The centrosome, often called the 'microtubule organizing center,' is a key cellular structure that not only coordinates the build-up and breakdown of microtubules but also plays a critical role during mitosis. Centrosomes are composed of two centrioles and surrounding matrix known as pericentriolar material. They duplicate just before the cell undergoes division. When a cell enters mitosis, the centrosomes help in the formation of the mitotic spindle, which is necessary for pulling apart the cell's chromosomes into the two daughter cells.

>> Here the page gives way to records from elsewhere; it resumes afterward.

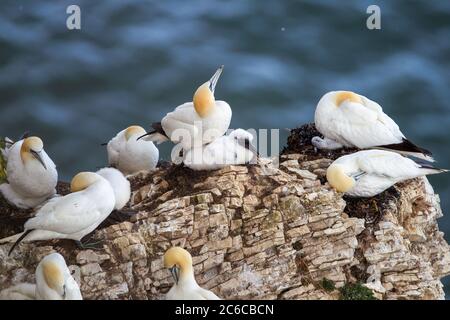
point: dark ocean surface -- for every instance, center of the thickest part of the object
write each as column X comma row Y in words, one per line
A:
column 133, row 61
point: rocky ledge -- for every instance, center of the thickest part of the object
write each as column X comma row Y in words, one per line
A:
column 259, row 232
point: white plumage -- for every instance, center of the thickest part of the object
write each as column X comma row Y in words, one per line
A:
column 130, row 155
column 347, row 119
column 233, row 149
column 185, row 287
column 72, row 216
column 31, row 174
column 198, row 122
column 120, row 185
column 53, row 282
column 370, row 172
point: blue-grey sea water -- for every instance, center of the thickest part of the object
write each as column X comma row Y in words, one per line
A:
column 133, row 61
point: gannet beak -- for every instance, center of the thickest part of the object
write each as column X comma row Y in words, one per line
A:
column 144, row 135
column 38, row 157
column 215, row 78
column 175, row 271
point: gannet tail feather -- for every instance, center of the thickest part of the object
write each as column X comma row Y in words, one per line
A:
column 19, row 240
column 409, row 148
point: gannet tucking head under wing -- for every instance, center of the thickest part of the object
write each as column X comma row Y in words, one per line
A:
column 347, row 119
column 370, row 172
column 179, row 261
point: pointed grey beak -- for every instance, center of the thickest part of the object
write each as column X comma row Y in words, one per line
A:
column 215, row 78
column 144, row 135
column 38, row 157
column 175, row 271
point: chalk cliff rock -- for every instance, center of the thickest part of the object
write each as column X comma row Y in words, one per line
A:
column 258, row 232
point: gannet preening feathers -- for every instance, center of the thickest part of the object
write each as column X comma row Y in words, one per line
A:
column 233, row 149
column 195, row 123
column 130, row 155
column 370, row 172
column 179, row 261
column 72, row 216
column 31, row 174
column 120, row 185
column 53, row 282
column 347, row 119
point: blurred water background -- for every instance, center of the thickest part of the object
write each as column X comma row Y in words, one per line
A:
column 133, row 61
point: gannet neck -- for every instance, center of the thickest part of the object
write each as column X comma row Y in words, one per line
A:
column 83, row 180
column 29, row 146
column 204, row 101
column 53, row 275
column 343, row 96
column 338, row 179
column 134, row 130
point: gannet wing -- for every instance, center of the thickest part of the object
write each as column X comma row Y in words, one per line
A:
column 388, row 164
column 69, row 214
column 364, row 127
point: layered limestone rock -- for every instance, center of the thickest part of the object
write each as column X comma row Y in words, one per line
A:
column 258, row 232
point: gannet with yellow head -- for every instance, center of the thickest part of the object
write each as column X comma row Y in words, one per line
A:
column 347, row 119
column 130, row 155
column 31, row 174
column 370, row 172
column 72, row 216
column 195, row 123
column 54, row 280
column 234, row 149
column 179, row 262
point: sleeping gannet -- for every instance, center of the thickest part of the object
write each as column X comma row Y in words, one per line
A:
column 179, row 261
column 120, row 185
column 370, row 172
column 195, row 123
column 31, row 174
column 130, row 155
column 347, row 119
column 72, row 216
column 233, row 149
column 53, row 282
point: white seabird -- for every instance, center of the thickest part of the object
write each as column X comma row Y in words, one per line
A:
column 130, row 155
column 31, row 174
column 370, row 172
column 195, row 123
column 233, row 149
column 72, row 216
column 53, row 282
column 347, row 119
column 179, row 261
column 120, row 185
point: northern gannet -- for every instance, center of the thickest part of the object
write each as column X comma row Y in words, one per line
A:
column 53, row 282
column 233, row 149
column 347, row 119
column 179, row 261
column 370, row 172
column 195, row 123
column 31, row 174
column 130, row 155
column 72, row 216
column 120, row 185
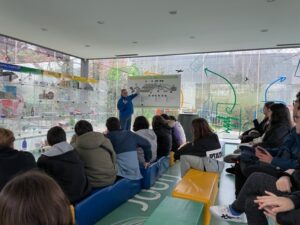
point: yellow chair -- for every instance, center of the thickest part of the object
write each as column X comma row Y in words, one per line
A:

Neurons in the mature nervous system lack centrosomes, which is one of the reasons why they are unable to undergo cell division. The absence of this crucial organelle implies that once a neuron is fully differentiated, it remains in a 'post-mitotic' state, meaning it doesn't divide anymore. The absence of a centrosome in nerve cells underscores their uniqueness, and it is interesting to note that this is a cellular adaptation that reflects the neurons' specialized functions.

Neuron Differentiation

Neuron differentiation is the process by which neural stem cells develop into mature, specialized nerve cells. This is a critical phase in the development of the nervous system. During differentiation, neural stem cells undergo a series of changes in shape, size, and function. They generate the specific properties necessary for neurons to carry out their role—transmitting signals throughout the body via electrical and chemical means.

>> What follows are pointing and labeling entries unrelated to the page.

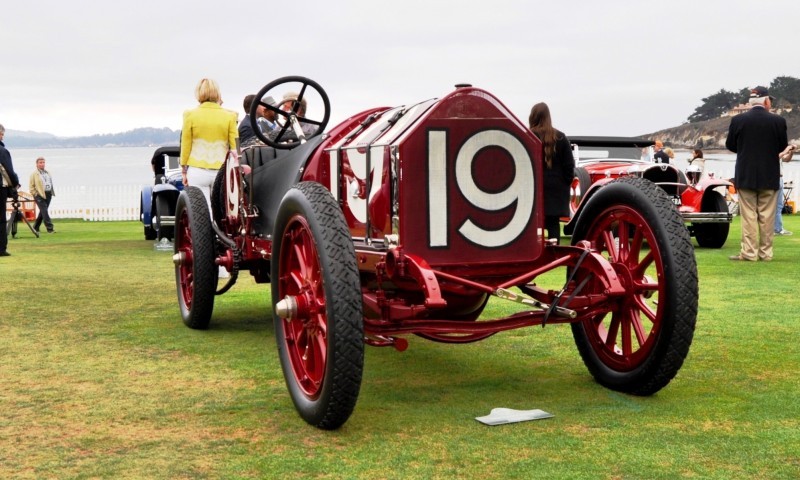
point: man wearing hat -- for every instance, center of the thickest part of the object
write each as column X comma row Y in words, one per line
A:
column 660, row 156
column 265, row 119
column 758, row 138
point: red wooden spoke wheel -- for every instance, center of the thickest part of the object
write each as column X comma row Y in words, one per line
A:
column 316, row 295
column 195, row 270
column 640, row 340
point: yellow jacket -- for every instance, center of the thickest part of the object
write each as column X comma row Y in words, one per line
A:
column 36, row 185
column 209, row 131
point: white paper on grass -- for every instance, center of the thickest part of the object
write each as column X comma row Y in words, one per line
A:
column 501, row 416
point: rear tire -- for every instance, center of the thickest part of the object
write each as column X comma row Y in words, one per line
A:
column 196, row 275
column 640, row 342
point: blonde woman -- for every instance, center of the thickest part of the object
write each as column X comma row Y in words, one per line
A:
column 209, row 132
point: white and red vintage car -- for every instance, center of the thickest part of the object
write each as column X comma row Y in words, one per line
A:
column 599, row 160
column 407, row 221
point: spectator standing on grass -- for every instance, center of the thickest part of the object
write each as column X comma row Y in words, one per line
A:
column 9, row 182
column 558, row 169
column 697, row 160
column 759, row 140
column 779, row 230
column 41, row 187
column 209, row 133
column 660, row 156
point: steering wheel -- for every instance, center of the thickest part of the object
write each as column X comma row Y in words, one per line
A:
column 289, row 134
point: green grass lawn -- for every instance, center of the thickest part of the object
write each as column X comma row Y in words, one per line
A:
column 99, row 378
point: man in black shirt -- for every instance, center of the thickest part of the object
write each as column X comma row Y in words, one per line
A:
column 758, row 138
column 660, row 156
column 8, row 188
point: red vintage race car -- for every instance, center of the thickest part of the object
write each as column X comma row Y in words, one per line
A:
column 599, row 160
column 406, row 221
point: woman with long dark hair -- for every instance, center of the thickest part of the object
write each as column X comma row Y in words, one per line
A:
column 559, row 166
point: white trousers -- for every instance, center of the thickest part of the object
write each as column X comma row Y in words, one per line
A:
column 202, row 178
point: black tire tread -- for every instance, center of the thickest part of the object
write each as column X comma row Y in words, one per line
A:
column 681, row 303
column 198, row 316
column 345, row 321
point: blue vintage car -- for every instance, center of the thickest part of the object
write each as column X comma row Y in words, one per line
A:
column 157, row 207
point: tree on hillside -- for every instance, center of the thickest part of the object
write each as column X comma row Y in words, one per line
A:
column 785, row 90
column 714, row 106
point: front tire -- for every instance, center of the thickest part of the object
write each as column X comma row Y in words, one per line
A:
column 321, row 347
column 196, row 272
column 640, row 342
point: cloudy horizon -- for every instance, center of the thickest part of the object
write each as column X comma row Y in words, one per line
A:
column 612, row 68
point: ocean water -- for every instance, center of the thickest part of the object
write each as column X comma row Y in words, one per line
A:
column 114, row 176
column 85, row 167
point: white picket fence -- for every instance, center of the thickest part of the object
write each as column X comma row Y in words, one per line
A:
column 97, row 203
column 122, row 202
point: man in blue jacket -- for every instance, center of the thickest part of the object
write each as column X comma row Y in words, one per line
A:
column 8, row 188
column 757, row 137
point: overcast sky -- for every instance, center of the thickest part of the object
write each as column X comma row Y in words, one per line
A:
column 604, row 67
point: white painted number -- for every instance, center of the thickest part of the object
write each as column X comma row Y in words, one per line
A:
column 520, row 190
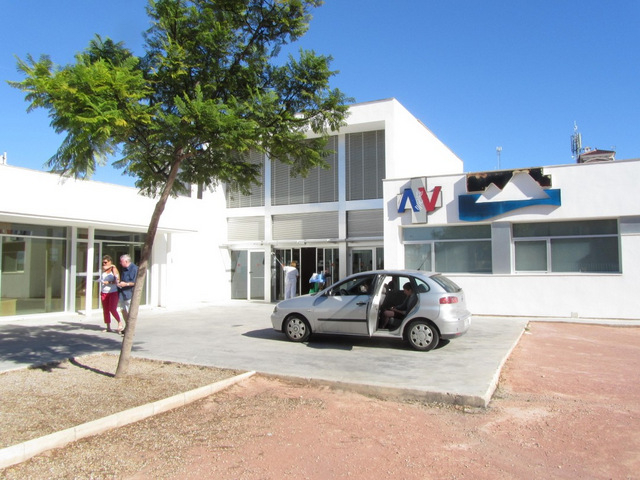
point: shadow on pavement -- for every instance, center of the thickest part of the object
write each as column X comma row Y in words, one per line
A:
column 37, row 345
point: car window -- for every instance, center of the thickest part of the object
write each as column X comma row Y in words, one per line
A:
column 422, row 286
column 446, row 283
column 362, row 285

Once this differentiation process is complete, neurons become highly specialized cells designed for communication. They form complex networks with other neurons through structures such as dendrites and axons. Due to the specialized nature of their function, post-mitotic neurons are intensely focused on maintaining synaptic connections rather than engaging in cell division, which explains their inability to regenerate or multiply through mitosis.

Post-mitotic Cells

Post-mitotic cells are cells that have exited the cell cycle and no longer divide. Neurons are classic examples of such cells; once they have finished the process of differentiation, they typically do not undergo further division. This is integral to their function, as the stability of neural connections is key to the reliable transmission of information across the nervous system. With a few exceptions, most neurons do not regenerate, and damage to nerve cells can result in permanent loss of function.

The 'post-mitotic' status of neurons also explains the importance of early neural development and why protecting the brain and spinal cord from injury is of such high significance. Since mature neurons do not divide, they are effectively irreplaceable, making injury to these cells particularly consequential for organismal health and well-being.